Top chef Anson Bolton, of the Millstone at Mellor, will dish out the county’s favourite bite at the castle gates from 11 am to noon. nAnd the famous shire horses from Blackburn’s Thwaites Brewery will also make an appearance.
Clitheroe Town Crier Roland Hailwood will herald the Lancashire Day proclamation in Market Place shortly before 11 am. Lancashire Day commemorates the day in 1295 when the county sent its first representatives to Parliament and was first observed in 1996 with the loyal toast to “The Queen, Duke of Lancaster”.
Anson Bolton, who will be using only local ingredients in his hotpot, including lamb from Gisburn and Pendle, said: “Lancashire Day gives us the opportunity to declare how proud we are to be Lancastrians, as well as celebrate the county’s food and drink, which is among the finest in the UK. I will be using only the best local ingredients in my hotpot and invite residents to join me and my staff for a taste of Lancashire’s signature dish.”
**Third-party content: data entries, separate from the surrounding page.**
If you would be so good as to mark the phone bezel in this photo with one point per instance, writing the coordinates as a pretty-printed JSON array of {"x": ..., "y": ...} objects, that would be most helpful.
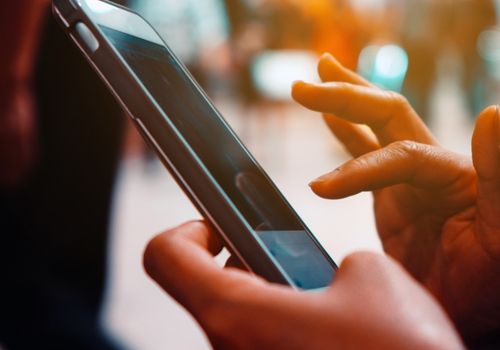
[{"x": 184, "y": 165}]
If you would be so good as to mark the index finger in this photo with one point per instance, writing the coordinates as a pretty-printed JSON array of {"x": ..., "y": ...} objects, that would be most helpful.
[
  {"x": 181, "y": 262},
  {"x": 388, "y": 114}
]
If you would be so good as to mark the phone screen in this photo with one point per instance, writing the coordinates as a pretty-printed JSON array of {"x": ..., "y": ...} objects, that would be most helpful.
[{"x": 219, "y": 151}]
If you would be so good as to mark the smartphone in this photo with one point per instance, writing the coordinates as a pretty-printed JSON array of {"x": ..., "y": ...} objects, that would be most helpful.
[{"x": 195, "y": 143}]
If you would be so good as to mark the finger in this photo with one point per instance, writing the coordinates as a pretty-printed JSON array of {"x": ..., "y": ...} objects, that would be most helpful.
[
  {"x": 355, "y": 139},
  {"x": 234, "y": 262},
  {"x": 408, "y": 162},
  {"x": 388, "y": 114},
  {"x": 486, "y": 157},
  {"x": 329, "y": 69},
  {"x": 181, "y": 262}
]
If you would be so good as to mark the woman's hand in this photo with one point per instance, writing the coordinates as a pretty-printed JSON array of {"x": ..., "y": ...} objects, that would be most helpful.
[
  {"x": 372, "y": 304},
  {"x": 437, "y": 213}
]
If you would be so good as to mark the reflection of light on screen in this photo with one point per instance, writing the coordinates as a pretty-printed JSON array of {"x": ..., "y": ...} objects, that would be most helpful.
[
  {"x": 99, "y": 6},
  {"x": 385, "y": 65},
  {"x": 274, "y": 72},
  {"x": 488, "y": 46}
]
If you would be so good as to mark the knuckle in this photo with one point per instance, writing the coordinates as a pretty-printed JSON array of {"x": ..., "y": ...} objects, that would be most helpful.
[
  {"x": 219, "y": 318},
  {"x": 160, "y": 243},
  {"x": 399, "y": 101},
  {"x": 406, "y": 145},
  {"x": 362, "y": 260}
]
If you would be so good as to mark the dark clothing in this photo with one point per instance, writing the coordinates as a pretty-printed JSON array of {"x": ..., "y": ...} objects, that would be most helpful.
[{"x": 54, "y": 230}]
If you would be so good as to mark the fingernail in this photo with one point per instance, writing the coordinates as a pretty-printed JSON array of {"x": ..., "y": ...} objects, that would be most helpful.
[
  {"x": 297, "y": 82},
  {"x": 326, "y": 55},
  {"x": 324, "y": 178}
]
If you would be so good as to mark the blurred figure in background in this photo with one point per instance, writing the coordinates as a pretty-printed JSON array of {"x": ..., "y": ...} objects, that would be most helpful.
[
  {"x": 433, "y": 29},
  {"x": 60, "y": 140}
]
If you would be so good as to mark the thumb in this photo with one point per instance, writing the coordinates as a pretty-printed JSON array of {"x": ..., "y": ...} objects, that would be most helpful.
[{"x": 486, "y": 157}]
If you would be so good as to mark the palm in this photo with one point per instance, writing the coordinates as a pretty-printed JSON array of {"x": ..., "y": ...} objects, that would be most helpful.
[
  {"x": 434, "y": 236},
  {"x": 436, "y": 212}
]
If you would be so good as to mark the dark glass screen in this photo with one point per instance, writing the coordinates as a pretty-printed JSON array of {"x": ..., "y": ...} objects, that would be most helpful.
[{"x": 236, "y": 173}]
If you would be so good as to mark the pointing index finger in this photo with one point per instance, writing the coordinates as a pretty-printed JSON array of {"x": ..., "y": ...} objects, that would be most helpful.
[{"x": 388, "y": 114}]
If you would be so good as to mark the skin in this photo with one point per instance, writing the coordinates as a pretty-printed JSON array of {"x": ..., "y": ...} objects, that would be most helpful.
[
  {"x": 241, "y": 311},
  {"x": 437, "y": 212},
  {"x": 20, "y": 23}
]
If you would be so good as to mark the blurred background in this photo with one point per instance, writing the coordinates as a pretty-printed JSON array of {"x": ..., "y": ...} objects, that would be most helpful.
[{"x": 443, "y": 55}]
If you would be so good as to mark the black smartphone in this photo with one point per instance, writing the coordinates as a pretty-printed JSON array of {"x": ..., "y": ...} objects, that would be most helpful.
[{"x": 195, "y": 143}]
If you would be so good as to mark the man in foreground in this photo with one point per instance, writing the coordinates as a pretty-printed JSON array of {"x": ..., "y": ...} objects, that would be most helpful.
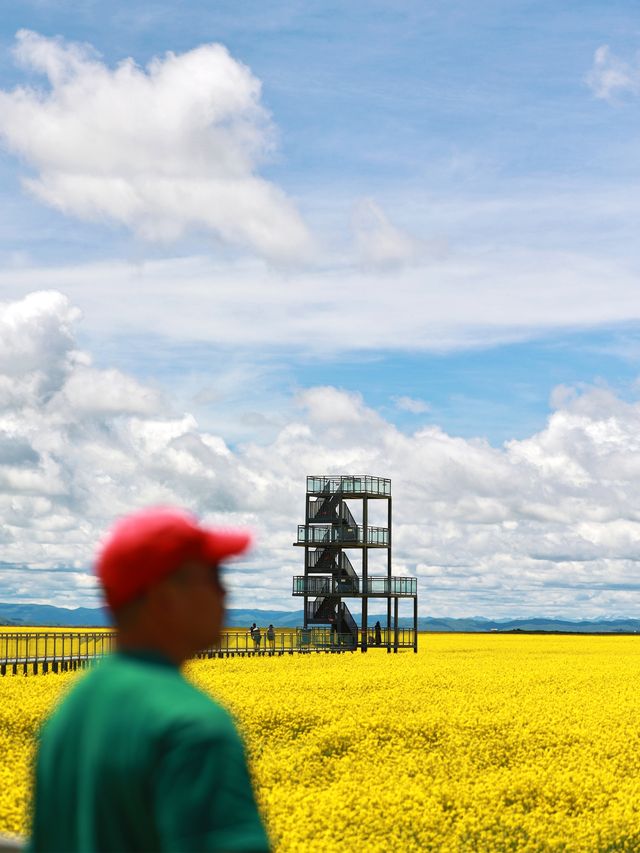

Ribble Valley Borough Council’s tourism and events officer, Tom Pridmore, added: “We are delighted that one of Lancashire’s finest chefs and the famous Thwaites shire horses will be helping us celebrate Lancashire Day at historic Clitheroe Castle, one of the county’s premier heritage sites.
“This event promises to showcase Lancashire at its best and residents are invited to join us for a taste of something special.”
The Millstone at Mellor, one of Thwaites’ Inns of Character, dates back to the mid-1700s, when the Edlestone family – village farmers, wheelwrights, blacksmiths and millers – started selling ale to supplement their income.
Chef-patron Anson Bolton has been in charge since 2001 and has achieved two AA rosettes for the past 10 years. A major refurbishment in spring 2011 gave the Millstone a new lease of life and saw it achieve the coveted AA 5-Star Inn rating, one of just 28 in the UK.
Lancashire hotpot is traditionally made from lamb or mutton and onion topped with sliced potatoes and left to bake in the oven all day in a heavy pot on a low heat.
Originating in the days of heavy industrialisation in Lancashire, it is quick to prepare, filling and tasty.
Coronation Street character Betty Turpin was famous for her version of Lancashire hotpot, which was served in the fictional Rovers Return Inn. It was also mentioned in a Wallace and Gromit film as a means of comfort in an uncomfortable situation.